I’m not saying our banks covered themselves in glory before or after the crash, or that the transfer of risk from private companies to the State is without other consequences.
I’m saying these things have happened here, and a heck of a lot faster. So again, we’re different to Japan.
Different economic models, too
Finally, look at how we’ve responded to the recession in the West, compared to the zombie-like situation of Japanese corporates in the 1990s.
In the Lost Decade, much of what had been lauded in the Japanese economic model turned around to drag it under.
Not the good stuff – Kaizen, automation, and the just-in-time production lines that made Japanese factories the envy of the US rust belt.
Rather the networks of family and corporate cross-holdings, the jobs for life of salarymen, and the extreme desire to save face that also was part of the Japanese economic miracle.
It took a long time for the scale of the crisis to become apparent in Japan, because as I’ve said the banks obfuscated for years, as did politicians.
- Interest rates were far slower to fall than more recently in the West.
- Even when it was clear to everyone that Japan was in a hole, companies failed to shed workers or factories.
- Banks didn’t make savage writedowns over a couple of quarters like ours – they limped along, technically broken, for more than a decade.
- Cross-holdings between Japanese companies saw dying ones kept alive by healthy ones.

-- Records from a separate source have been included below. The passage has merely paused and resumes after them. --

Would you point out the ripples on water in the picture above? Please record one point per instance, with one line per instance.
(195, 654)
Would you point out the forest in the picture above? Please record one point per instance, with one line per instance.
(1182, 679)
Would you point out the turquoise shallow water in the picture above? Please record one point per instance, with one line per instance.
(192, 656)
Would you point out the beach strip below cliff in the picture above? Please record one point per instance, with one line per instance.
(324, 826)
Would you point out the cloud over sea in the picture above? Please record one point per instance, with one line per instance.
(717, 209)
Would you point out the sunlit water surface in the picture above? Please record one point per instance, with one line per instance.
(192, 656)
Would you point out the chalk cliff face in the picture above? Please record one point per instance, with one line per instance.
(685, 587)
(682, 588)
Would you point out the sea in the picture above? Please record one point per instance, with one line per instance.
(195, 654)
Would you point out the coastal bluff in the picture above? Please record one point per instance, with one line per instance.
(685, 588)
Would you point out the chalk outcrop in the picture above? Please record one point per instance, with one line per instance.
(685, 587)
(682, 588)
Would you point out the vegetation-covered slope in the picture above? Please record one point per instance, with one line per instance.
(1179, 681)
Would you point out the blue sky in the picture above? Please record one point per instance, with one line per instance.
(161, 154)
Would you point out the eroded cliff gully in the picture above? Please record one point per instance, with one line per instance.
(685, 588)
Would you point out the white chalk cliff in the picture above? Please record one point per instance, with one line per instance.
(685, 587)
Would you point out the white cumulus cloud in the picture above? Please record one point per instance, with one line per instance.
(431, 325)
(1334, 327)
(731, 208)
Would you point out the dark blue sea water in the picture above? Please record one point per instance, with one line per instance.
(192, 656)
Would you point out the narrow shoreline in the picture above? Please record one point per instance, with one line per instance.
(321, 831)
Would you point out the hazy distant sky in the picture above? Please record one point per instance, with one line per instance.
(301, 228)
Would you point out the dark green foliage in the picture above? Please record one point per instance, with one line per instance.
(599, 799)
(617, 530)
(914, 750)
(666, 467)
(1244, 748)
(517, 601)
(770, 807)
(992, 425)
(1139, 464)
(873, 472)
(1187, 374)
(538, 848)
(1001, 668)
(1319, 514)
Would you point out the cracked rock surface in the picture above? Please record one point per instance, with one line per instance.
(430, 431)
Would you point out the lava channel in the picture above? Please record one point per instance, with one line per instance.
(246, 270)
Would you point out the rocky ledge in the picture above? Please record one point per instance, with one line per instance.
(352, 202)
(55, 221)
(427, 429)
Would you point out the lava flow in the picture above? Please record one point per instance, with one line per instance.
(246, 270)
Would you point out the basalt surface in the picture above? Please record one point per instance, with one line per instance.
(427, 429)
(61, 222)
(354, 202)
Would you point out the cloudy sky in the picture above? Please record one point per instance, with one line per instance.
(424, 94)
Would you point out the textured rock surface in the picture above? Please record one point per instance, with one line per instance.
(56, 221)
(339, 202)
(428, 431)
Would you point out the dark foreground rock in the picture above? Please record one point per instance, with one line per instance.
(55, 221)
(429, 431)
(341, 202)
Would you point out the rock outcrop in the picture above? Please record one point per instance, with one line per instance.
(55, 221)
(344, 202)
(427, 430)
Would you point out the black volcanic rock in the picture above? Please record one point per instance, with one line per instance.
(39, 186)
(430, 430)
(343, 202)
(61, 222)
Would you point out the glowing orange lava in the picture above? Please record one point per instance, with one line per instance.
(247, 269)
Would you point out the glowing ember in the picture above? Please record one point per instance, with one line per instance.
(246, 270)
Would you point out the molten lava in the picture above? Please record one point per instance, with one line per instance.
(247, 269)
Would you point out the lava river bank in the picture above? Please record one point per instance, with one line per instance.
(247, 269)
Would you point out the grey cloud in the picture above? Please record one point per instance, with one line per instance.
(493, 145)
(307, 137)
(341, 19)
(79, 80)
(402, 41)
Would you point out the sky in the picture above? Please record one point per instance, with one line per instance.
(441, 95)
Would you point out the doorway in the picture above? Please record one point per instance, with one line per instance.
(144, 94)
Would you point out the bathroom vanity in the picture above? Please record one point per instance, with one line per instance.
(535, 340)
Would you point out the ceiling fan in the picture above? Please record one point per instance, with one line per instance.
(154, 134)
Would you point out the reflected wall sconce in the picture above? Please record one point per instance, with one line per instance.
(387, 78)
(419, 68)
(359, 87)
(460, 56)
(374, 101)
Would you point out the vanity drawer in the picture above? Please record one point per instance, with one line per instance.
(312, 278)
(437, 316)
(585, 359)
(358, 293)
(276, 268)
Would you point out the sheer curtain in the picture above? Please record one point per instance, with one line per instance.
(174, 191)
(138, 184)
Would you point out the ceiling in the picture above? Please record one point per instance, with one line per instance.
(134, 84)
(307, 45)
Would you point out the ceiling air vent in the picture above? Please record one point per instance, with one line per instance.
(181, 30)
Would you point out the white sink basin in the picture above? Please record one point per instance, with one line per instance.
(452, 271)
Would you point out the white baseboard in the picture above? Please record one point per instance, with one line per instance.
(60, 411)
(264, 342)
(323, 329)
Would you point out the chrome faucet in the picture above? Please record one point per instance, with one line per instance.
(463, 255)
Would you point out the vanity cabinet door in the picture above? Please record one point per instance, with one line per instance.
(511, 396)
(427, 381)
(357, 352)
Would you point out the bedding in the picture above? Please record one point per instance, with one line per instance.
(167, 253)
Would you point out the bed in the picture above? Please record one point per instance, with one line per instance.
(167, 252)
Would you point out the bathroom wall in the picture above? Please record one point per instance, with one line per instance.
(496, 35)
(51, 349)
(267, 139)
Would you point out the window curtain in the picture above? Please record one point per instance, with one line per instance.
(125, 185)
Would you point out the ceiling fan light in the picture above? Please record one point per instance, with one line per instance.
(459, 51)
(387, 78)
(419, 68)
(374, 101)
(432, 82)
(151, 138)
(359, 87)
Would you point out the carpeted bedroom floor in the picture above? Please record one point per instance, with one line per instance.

To be sure we’ve had some of this in the West. Lloyds and RBS survive due to taxpayer support, as does the likes of GM in the US.
But look at the bigger picture. The massive bounceback in corporate profitability and the coincident rise in unemployment in the West is evidence of capitalism working at its ruthless best.
Incidentally, demographics in the US are totally different to Japan, too. Thanks to immigration, the US still has a growing young workforce – yet another critical distinction that the Lost Decade doomsters overlook.
No easy ride, but no Lost Decade
I appreciate this may sound Panglossian to some readers, but it’s really not.
The Japanese experience is near-unique in our experience of capitalist economies. Even today it confounds the economic rules. It’s the exception, not our inevitable fate.
We might well suffer other bad stuff that I don’t expect, such as a double-dip recession or a period of extremely high inflation from our warding off of deflation. Our future standard of living has definitely fallen from where we expected it to be three years ago.
If you want gloomy scenarios, those are much more likely. But to say we’ll go Japanese is really a leap, considering how un-Japanese we were to begin with.